Bugün sosyal medya bir fitne aracına dönüşebilir. Bir cümleyle insanların şerefi lekelenir, bir yalanla toplumlar bölünür. Dün, kabile taassubu ile başlayan fitne, bugün mezhep taassubu veya ideolojik taassubun kılığına girmiştir. Dün taşla sopayla yapılan tahrikler, bugün klavyelerle yürütülmektedir.
Fitneyle Baş Etmenin İlk Şartı: Erken Teşhis
Bir kıvılcım küçükken bastırılır, ama büyürse ormanı kül eder. Fitne de böyledir. Erken teşhis edilmezse büyür; büyürse aklı karartır, kalbi karıştırır, feraseti kör eder. Onun için Kur’an, fitneden söz ederken “öldürmekten daha büyük bir musibet” demiştir. Çünkü bir canı almak bir kişiyi yok eder, ama bir fitne, toplumları ifsat eder.

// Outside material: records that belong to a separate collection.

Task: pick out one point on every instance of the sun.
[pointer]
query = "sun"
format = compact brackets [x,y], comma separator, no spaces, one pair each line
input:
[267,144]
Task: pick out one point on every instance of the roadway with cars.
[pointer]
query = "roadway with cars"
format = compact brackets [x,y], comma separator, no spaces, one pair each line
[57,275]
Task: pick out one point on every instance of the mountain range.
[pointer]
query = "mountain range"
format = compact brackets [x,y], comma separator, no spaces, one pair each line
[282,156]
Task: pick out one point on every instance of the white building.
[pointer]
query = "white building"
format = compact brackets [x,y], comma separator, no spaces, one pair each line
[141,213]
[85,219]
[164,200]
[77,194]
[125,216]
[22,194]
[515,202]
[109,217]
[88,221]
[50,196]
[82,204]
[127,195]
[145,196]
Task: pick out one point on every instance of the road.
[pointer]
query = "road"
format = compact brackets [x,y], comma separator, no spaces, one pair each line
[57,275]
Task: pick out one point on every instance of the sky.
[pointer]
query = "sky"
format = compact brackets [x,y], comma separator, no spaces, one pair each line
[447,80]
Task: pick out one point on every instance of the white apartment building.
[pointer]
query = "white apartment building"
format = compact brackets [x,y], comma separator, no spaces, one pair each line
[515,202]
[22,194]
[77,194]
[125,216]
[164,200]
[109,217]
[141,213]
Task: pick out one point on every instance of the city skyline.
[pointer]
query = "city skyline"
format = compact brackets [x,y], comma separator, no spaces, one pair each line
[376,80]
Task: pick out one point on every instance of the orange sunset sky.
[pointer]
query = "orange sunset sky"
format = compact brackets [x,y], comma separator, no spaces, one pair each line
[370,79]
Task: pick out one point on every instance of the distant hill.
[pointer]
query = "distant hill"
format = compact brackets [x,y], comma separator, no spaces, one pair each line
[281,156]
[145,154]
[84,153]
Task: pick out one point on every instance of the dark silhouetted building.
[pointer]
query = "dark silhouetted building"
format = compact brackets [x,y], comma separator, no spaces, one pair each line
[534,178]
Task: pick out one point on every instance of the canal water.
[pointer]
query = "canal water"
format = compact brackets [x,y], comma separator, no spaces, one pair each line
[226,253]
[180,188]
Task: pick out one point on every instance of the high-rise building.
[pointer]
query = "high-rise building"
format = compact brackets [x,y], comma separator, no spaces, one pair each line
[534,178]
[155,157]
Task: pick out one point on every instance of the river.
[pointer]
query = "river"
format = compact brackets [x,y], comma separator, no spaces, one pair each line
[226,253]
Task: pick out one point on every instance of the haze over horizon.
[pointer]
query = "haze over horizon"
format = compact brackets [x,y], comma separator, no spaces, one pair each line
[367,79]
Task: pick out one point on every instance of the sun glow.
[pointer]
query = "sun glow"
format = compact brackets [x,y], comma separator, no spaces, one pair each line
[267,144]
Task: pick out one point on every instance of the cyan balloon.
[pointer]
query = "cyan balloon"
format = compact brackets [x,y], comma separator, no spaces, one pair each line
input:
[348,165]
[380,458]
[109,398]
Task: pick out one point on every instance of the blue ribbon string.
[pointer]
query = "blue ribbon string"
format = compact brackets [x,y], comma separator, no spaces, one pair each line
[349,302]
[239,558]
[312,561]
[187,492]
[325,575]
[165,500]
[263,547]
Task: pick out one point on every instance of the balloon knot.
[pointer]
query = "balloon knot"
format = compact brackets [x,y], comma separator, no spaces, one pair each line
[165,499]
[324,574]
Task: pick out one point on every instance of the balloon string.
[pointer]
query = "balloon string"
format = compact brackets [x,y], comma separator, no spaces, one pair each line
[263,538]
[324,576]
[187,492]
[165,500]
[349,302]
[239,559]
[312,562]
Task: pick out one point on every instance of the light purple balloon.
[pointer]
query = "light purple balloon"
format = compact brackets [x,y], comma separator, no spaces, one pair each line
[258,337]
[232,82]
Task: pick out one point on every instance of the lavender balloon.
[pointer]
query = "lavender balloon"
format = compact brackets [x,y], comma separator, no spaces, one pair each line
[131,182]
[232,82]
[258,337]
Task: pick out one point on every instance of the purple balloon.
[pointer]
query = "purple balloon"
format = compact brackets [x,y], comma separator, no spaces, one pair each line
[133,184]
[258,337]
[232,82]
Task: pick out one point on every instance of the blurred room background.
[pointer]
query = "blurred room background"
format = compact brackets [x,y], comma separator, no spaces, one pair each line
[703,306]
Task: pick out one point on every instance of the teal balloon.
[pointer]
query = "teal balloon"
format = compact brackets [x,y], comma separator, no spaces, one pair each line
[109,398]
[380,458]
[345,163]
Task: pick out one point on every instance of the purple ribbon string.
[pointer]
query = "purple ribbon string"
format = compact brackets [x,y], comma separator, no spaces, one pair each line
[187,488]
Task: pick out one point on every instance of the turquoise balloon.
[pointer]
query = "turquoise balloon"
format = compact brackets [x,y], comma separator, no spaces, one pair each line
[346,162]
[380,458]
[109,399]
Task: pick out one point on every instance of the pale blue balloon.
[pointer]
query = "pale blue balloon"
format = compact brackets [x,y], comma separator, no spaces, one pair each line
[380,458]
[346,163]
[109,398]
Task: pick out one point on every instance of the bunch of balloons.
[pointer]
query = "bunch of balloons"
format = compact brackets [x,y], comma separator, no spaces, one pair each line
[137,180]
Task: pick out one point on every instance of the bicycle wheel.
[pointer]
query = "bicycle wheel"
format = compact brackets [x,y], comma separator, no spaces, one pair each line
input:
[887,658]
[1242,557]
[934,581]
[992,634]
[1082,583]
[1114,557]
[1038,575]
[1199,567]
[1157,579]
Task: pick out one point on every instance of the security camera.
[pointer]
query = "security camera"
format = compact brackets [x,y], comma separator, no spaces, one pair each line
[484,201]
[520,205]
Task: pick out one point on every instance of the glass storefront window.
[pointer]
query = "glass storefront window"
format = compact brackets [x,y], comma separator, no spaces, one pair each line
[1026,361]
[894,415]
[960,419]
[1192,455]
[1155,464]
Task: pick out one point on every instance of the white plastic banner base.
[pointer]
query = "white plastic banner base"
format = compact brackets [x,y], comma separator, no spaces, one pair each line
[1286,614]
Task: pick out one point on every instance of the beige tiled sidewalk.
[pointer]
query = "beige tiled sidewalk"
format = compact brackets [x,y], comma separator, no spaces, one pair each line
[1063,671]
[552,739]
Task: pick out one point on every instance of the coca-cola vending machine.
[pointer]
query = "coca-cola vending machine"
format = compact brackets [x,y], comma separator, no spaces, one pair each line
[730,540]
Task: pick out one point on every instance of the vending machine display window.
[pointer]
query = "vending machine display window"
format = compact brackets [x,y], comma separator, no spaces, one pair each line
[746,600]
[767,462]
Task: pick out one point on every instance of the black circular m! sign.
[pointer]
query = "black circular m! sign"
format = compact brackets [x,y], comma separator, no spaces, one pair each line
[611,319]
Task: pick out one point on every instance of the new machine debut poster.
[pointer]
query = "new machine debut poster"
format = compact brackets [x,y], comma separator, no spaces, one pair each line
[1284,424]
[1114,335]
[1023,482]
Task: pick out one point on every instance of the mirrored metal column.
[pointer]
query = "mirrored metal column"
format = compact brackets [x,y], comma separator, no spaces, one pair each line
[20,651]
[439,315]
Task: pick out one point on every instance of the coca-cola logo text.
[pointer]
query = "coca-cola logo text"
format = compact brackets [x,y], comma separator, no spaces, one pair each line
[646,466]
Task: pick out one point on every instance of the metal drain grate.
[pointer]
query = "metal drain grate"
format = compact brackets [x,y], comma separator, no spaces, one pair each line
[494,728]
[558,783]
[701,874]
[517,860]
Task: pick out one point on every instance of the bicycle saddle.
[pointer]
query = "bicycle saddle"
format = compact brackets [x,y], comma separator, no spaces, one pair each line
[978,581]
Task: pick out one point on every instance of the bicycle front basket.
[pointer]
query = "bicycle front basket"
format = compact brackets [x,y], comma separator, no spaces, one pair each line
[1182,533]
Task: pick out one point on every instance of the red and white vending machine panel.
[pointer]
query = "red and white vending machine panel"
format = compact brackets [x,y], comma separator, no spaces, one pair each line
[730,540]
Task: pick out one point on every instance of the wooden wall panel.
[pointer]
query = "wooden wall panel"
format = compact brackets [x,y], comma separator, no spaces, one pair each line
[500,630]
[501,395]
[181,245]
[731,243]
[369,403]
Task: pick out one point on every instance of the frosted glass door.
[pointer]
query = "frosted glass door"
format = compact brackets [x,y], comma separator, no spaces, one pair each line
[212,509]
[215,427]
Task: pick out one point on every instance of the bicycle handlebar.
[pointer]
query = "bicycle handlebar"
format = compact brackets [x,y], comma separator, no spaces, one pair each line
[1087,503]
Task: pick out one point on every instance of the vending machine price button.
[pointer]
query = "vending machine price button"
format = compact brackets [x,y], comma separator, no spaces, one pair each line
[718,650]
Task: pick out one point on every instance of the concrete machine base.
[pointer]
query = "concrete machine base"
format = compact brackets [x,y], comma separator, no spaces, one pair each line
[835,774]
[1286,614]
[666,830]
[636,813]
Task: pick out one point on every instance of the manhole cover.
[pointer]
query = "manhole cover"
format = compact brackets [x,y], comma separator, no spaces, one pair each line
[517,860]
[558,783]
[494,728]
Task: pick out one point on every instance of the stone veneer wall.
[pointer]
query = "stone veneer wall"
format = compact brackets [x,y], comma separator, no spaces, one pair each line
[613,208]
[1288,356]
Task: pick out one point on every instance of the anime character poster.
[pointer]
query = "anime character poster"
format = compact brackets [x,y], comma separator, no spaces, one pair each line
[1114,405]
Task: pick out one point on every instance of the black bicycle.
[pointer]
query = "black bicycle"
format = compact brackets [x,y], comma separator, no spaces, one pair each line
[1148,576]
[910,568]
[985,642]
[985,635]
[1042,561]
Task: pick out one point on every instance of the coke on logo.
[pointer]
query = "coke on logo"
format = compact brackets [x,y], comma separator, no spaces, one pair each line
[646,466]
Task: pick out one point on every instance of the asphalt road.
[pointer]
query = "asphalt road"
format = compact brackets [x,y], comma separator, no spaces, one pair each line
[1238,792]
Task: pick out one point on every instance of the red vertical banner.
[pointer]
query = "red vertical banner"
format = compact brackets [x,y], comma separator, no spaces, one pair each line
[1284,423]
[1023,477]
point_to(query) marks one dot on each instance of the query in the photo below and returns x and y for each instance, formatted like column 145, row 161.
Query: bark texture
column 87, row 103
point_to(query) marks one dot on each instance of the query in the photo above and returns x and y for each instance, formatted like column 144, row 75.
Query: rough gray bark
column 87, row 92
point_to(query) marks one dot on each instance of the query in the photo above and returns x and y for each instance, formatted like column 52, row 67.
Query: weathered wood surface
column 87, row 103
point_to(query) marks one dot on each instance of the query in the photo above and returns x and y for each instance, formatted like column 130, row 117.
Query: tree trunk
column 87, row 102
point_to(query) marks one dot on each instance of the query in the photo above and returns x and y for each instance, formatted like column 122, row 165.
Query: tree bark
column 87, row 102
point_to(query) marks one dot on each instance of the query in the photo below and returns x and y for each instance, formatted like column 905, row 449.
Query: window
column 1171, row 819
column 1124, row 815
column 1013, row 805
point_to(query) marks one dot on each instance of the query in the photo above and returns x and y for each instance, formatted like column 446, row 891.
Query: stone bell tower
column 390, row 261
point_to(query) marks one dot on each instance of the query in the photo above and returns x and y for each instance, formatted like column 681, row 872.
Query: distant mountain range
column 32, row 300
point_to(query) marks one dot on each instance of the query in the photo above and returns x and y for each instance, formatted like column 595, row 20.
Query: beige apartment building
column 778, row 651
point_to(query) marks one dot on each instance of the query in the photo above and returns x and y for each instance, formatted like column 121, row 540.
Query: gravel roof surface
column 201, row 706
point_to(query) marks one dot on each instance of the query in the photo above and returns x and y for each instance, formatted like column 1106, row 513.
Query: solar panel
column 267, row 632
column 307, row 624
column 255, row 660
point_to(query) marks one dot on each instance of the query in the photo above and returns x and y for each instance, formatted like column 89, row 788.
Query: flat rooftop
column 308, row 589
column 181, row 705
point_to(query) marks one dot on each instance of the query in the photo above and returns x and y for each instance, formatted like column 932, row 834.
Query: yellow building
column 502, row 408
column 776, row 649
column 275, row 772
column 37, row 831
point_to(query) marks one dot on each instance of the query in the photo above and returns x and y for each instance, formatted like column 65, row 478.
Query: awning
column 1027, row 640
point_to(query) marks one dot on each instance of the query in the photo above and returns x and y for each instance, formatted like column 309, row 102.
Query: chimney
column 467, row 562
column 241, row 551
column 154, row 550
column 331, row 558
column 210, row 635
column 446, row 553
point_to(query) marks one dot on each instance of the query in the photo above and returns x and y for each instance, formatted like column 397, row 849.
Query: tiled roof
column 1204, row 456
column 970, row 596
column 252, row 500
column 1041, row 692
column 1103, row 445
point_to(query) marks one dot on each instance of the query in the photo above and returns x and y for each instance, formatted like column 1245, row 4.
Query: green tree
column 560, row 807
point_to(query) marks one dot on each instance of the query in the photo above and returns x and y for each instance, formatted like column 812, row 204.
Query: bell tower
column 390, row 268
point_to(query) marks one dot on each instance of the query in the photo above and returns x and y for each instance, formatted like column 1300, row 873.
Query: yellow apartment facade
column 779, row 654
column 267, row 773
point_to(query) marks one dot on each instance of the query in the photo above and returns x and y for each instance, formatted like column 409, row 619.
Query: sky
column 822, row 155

Fitne karşısında susmak bazen yangına benzin dökmek gibidir. Ama her söz de söndürmez; aksine alevi harlayabilir. İşte bu yüzden fitneye karşı ilk adım: basiret. Basiret, olayın arka planını görmek; hak ile batılı, doğru ile yanlışın arasındaki ince çizgiyi fark etmektir.
Hayatın İçindeki Fitneler: İmtihanın Şekil Değiştiren Halleri
Her insan, hayatı boyunca farklı türden fitnelerle imtihan olur: mal, evlat, makam, şöhret, öfke, ihtiras, kıskançlık, bilgi, cehalet… Bunların her biri, doğru yönetilmezse fitneye dönüşebilir. Zira imtihanın mahiyeti, kişiye göre şekil alır. Kimi mal ile, kimi yokluk ile, kimi övgü ile, kimi hakaret ile imtihan olur.
Nitekim Hz. Yusuf, zindanda kaldı ama iffetini korudu. Hz. Süleyman, saltanatla imtihan oldu ama şükürle zirveye ulaştı. Hz. Eyyub, hastalıkla sarsıldı ama sabırla dirildi. Onların yolu, fitneyi tanıma ve ona karşı hikmetle durma yoluydu.
Fitneye Karşı Korunak: Feraset, Sabır ve Dua
Fitnenin karanlığında en parlak ışık, Allah’a sığınmaktır. Peygamber Efendimiz (s.a.v), fitne zamanlarında dua etmeyi, içe dönüp nefsi muhasebe etmeyi, cemiyetin huzurunu bozan adımlardan uzak durmayı öğütlemiştir.
Toplum olarak da fitneye karşı birlik, hikmet ve sağduyuyla yaklaşmak gerekir. Her duyduğumuza inanmamak, her çağrıya koşmamak, her kışkırtmaya kapılmamak gerekir. Çünkü her alev, ısıtmaz; bazıları yakmak içindir.
Özet:
Fitne, her zaman ve mekânda mevcut olan sinsi bir imtihandır. Zamanında fark edilip müdahale edilmezse büyük yıkımlara sebep olur. Mal, makam, söz, nefis, cemiyet gibi unsurlar fitneye zemin oluşturabilir. Erken teşhis, basiretli davranış ve ferasetli duruş fitnenin yayılmasını engeller. Her Müslümanın görevi; fitneyi teşhis etmek, ona kapı aralamamak ve toplumsal barışı korumak için sabırla, hikmetle hareket etmektir.